Man könnte nun sagen: Das gibt sich alles! In den ersten Wochen und Monaten kennen sich naturgemäß nur wenige Avantgardisten mit neuen Gesetzen aus. Das wird sich alles einspielen.

Selbst wenn das auch diesmal so kommt: Es bleiben die Kosten. Es dauert und kostet bereits heute schon Wochen, einen neuen Lieferanten auf Herz und Nieren zu prüfen, bevor man sich sicher genug ist, ihn zu listen. Das LkSG erhöht diese Dauer und damit die Kosten der Lieferantenprüfung und -auswahl – und zwar exponentiell (um den Begriff, wie es sich eingebürgert hat, nicht-mathematisch zu verwenden). Laut einer Studie des Dienstleistungskonzerns Coupa haben untersuchte Unternehmen im Schnitt 2.245 direkte Lieferanten. Auch Integrity Next hat Unternehmen untersucht und in dieser Auswahlgruppe einen Schnitt von 6.000 unmittelbaren Lieferanten festgestellt; einige Unternehmen haben jedoch mehrere zehntausend.

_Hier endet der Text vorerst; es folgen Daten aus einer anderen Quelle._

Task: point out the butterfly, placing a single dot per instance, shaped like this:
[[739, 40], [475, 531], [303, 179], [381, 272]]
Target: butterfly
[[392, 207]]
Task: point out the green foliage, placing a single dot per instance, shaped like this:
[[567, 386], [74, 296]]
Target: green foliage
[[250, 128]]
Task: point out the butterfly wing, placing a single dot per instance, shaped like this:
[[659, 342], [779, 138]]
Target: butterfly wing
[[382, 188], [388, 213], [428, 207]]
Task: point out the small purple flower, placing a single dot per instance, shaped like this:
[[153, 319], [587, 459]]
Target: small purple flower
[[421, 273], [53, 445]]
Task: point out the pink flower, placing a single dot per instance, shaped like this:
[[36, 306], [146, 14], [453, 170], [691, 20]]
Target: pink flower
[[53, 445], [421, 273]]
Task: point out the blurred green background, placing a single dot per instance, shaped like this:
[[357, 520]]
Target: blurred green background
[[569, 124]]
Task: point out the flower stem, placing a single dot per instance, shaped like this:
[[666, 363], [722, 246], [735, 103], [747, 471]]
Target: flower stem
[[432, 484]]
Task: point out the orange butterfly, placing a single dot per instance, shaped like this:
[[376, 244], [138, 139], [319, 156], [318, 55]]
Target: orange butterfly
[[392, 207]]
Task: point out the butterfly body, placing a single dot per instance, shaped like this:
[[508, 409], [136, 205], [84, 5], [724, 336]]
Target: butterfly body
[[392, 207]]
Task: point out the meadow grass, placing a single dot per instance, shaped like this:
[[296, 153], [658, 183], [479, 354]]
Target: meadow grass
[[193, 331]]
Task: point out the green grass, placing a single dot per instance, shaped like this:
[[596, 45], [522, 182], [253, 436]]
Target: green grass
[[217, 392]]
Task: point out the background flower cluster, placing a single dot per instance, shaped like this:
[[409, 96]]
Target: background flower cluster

Diese riesige Menge erstmalig zu überprüfen und danach im Auge zu behalten wird Monate dauern und einen Personalaufwand erfordern, den viele Unternehmen gar nicht leisten können, selbst wenn sie genügend Leute am Arbeitsmarkt bekommen könnten, was sie wegen des Fachkräftemangels eben nicht können. Kein Wunder, dass 88 Prozent der von Coupa untersuchten Unternehmen bereits in Technologie zur LkSG-Durchführung investiert haben. Alle kostenpflichtigen LkSG-Ausgaben zusammengenommen rechnen Unternehmen mit Kosten zwischen 1,2 und 3,6 Millionen Euro. Nur die Großen können sich das leisten – mikroökonomisch betrachtet.

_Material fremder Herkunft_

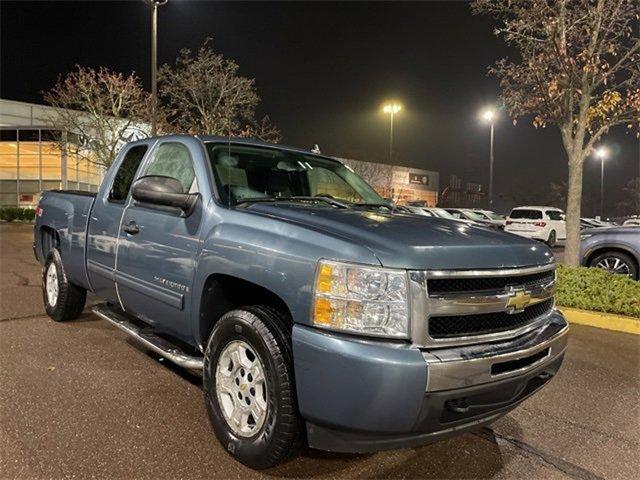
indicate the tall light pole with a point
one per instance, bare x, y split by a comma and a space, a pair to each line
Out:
489, 116
391, 109
154, 62
602, 153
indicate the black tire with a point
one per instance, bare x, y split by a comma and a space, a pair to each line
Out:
551, 241
268, 333
71, 298
612, 256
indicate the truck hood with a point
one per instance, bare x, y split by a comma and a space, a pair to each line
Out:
416, 242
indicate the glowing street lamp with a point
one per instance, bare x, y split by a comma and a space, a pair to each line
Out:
489, 116
391, 109
602, 153
154, 4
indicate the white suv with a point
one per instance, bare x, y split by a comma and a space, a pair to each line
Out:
540, 223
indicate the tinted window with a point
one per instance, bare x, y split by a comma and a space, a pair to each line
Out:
526, 214
554, 215
247, 172
173, 160
126, 172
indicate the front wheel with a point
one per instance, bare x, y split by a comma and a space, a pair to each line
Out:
249, 386
62, 300
615, 262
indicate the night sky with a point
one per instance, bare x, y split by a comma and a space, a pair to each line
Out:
323, 71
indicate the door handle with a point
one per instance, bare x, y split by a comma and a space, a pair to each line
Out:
131, 228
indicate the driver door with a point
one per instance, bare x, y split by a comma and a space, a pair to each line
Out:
158, 245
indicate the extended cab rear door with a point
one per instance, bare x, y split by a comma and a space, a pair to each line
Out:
158, 245
104, 224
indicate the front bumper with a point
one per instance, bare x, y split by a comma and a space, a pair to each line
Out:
359, 395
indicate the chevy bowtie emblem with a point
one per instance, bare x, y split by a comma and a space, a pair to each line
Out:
518, 299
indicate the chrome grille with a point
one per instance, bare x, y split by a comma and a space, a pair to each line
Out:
448, 285
485, 323
474, 306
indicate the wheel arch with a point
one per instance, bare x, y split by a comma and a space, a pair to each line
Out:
222, 293
49, 239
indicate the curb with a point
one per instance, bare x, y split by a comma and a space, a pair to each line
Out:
607, 321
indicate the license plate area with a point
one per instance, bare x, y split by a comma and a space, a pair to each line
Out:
519, 364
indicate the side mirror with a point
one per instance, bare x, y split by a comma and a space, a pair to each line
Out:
165, 191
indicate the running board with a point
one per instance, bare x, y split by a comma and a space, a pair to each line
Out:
149, 339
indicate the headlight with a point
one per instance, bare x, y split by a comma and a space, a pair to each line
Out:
365, 300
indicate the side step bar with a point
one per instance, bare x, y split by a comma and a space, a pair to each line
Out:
149, 339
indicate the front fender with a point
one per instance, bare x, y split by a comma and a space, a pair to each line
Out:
275, 254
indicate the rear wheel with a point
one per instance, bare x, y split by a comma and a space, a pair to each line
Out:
615, 262
551, 241
249, 386
62, 300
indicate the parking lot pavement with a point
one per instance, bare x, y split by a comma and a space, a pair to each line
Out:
81, 399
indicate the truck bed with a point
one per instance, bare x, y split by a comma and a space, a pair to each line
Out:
63, 218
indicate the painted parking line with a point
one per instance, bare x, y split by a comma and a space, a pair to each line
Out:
618, 323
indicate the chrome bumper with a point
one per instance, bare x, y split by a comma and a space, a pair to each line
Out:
473, 365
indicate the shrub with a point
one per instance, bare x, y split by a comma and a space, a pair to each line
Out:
596, 289
9, 214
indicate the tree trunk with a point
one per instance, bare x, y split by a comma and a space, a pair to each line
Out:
574, 199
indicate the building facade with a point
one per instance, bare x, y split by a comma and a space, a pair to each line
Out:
31, 160
401, 184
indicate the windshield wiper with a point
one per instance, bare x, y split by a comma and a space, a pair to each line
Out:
391, 207
298, 198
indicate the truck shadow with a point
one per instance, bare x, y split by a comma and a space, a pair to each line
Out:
472, 455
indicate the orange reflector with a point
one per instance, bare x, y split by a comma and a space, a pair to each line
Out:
325, 280
322, 312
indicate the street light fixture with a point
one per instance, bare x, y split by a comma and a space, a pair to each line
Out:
391, 109
154, 62
602, 153
489, 116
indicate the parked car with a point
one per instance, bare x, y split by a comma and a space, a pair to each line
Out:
595, 223
438, 213
310, 306
493, 217
539, 223
468, 214
588, 223
615, 249
632, 221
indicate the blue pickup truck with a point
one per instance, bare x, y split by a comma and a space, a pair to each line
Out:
314, 310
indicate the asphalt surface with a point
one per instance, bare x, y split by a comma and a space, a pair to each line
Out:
82, 400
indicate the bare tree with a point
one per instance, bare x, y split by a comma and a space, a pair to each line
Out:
579, 68
630, 205
99, 110
378, 175
205, 94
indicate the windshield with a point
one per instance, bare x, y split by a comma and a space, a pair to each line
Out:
526, 214
250, 173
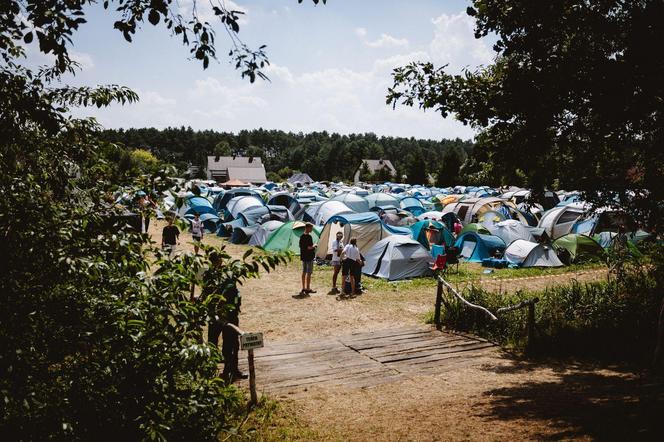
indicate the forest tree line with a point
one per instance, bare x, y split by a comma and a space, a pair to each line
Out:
323, 155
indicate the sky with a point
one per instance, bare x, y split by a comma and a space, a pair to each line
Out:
330, 67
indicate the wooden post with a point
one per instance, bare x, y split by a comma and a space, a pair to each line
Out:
439, 301
530, 326
252, 379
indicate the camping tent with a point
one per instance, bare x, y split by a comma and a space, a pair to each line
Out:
475, 247
475, 227
365, 227
531, 254
355, 202
430, 233
301, 178
382, 200
510, 230
263, 232
328, 209
287, 238
240, 204
397, 257
412, 205
578, 247
559, 220
241, 235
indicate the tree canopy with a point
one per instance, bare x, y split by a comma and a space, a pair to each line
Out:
573, 97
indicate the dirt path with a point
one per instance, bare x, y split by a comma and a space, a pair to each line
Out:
501, 400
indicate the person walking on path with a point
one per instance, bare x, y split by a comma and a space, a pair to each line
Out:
307, 252
351, 263
337, 250
169, 237
196, 231
223, 313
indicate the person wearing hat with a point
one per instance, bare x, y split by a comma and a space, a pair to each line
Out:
307, 252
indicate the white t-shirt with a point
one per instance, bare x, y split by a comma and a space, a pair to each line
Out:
335, 246
352, 252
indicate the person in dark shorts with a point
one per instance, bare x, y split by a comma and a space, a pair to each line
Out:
351, 263
169, 237
307, 252
223, 314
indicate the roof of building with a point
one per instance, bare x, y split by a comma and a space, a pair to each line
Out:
375, 165
250, 174
217, 163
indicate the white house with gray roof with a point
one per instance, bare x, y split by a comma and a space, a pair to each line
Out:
245, 169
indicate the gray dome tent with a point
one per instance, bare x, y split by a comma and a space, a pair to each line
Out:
397, 257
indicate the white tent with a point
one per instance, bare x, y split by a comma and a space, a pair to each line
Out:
531, 254
510, 230
263, 233
239, 204
559, 221
397, 257
355, 202
328, 209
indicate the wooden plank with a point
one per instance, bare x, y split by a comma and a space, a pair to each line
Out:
430, 353
406, 346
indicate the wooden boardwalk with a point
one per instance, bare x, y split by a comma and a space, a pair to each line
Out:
363, 360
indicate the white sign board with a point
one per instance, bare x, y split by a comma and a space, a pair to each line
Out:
249, 341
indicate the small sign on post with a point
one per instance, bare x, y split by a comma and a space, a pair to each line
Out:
250, 341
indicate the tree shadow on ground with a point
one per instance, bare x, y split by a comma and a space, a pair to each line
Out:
584, 401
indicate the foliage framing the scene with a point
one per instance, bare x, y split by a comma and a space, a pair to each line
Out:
98, 336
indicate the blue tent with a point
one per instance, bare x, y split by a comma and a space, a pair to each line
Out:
419, 233
475, 247
413, 205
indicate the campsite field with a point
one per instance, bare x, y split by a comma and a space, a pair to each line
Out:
500, 400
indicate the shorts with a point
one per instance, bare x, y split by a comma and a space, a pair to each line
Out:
307, 267
349, 267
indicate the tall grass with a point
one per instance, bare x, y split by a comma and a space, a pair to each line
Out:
599, 319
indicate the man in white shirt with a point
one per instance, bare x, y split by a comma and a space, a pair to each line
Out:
337, 249
351, 263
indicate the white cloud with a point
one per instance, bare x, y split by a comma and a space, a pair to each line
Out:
84, 60
386, 41
454, 43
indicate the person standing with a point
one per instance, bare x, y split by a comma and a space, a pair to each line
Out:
224, 303
351, 263
196, 231
457, 227
307, 252
169, 237
337, 250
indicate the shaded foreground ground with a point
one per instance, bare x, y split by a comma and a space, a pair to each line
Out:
498, 399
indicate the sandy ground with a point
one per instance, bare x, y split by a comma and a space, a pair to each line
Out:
505, 399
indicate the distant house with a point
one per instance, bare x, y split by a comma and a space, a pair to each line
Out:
245, 169
374, 166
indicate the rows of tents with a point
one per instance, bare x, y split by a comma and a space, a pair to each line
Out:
400, 229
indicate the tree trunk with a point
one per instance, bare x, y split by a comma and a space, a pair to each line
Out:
658, 361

Makroökonomisch betrachtet sind viele unserer Produkte viel zu billig. Denn offensichtlich ist der Sklaven-Faktor nicht eingepreist: Der Preis menschenwürdiger Arbeitsbedingungen in der Lieferkette. Volkswirtschaftlich gesehen ist das Sinn und Zweck aller Lieferkettengesetze: externe Kosten zu internalisieren. Menschen und ihre Familien verhungern, weil die Lieferanten der Lieferanten der Lieferanten in fernen Ländern einen Hungerlohn bezahlen, der weit unter dem Living Wage liegt. Das Lieferkettengesetz sorgt nun für eine Lohnerhöhung, welche das Überleben der Familien sichert. Gleichzeitig ist Lohnerhöhung = Preissteigerung des Endprodukts: Wir zahlen drauf, damit andere Menschen überleben können. Oder wir verzichten auf Produktion und Konsum der verteuerten Güter, so dass noch mehr Menschen verhungern, weil sie dann ganz ohne Arbeit sind.

Makroökonomisch betrachtet hat so ein Lieferkettengesetz im Sinne des Wortes lebensrettende bis lebensbedrohliche Auswirkungen. Nur schade, dass das LkSG (noch) dhnicht die Lieferanten der Lieferanten der Lieferanten erreicht. Die Sklaven der Globalisierung bleiben weiter in Ketten.